Before the testimony begins the judge looks at the defendant’s counsel and asks him whether he wishes to state his defense. There is a different practice in this regard in different courts. Some insist that the defendant ought to tell at once what his side is about, others that the defendant should wait until the plaintiff is through all his evidence and has rested; then at the beginning of the defendant’s case the defendant’s lawyer opens and makes his introduction.
The difference between these two manners of proceeding is so essential that it may be explained. On the one hand the lawyer feels that he should not be compelled to give away what he is going to do, how he proposes to meet the attack, whether he will lie in ambush and snipe the plaintiff as he comes on or intrench behind a rampart and meet him with the full force of his battery of evidence. He may be planning to make a sudden sally after the plaintiff has shot his arrows and exhausted all his ammunition. The lawyer feels if he tells his plan of campaign he loses the advantage of generalship.
Suppose a simple case: The plaintiff is suing on a long account for a bill of goods which will take a long time to prove. The defendant has a receipt in full showing payment. On the theory that the defendant need not disclose his evidence in the opening, he may sit still with the receipt up his sleeve, let the plaintiff open and call his witness, the evidence may drag itself along with the usual motions and objections, and after the plaintiff rests the defendant opens to the jury.
“Gentlemen,” he says, “this is a simple case.
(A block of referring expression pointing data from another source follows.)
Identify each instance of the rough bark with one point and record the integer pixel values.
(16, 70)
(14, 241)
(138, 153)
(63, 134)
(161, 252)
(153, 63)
The plaintiff claims he sold the goods and the defendant did not pay for them. I propose to show you that the plaintiff was not telling the truth. I made him prove to you that he sold every item in the bill because I wanted to show you how untruthful he is. My client, the defendant, not only paid for the goods but I can show the receipt in full signed by the plaintiff.”
To the layman this is absurd. The defendant should have shown the receipt in the first place and all the waste time of the trial would have been saved. “No,” says the technical lawyer, “if I had disclosed my evidence before, the plaintiff would have framed his evidence to meet the situation.” The modern view is otherwise. In France, for instance, no paper can be offered in evidence on a trial unless it has been shown to the attorney for the other side beforehand and everyone has had a chance to examine it. Indeed, this exhibition of original documents is conducted in so open and honest a fashion that it is customary to send all the original papers to the other side without even taking a receipt or retaining a copy and in the whole history of the French bar the loss of such a paper has never been known.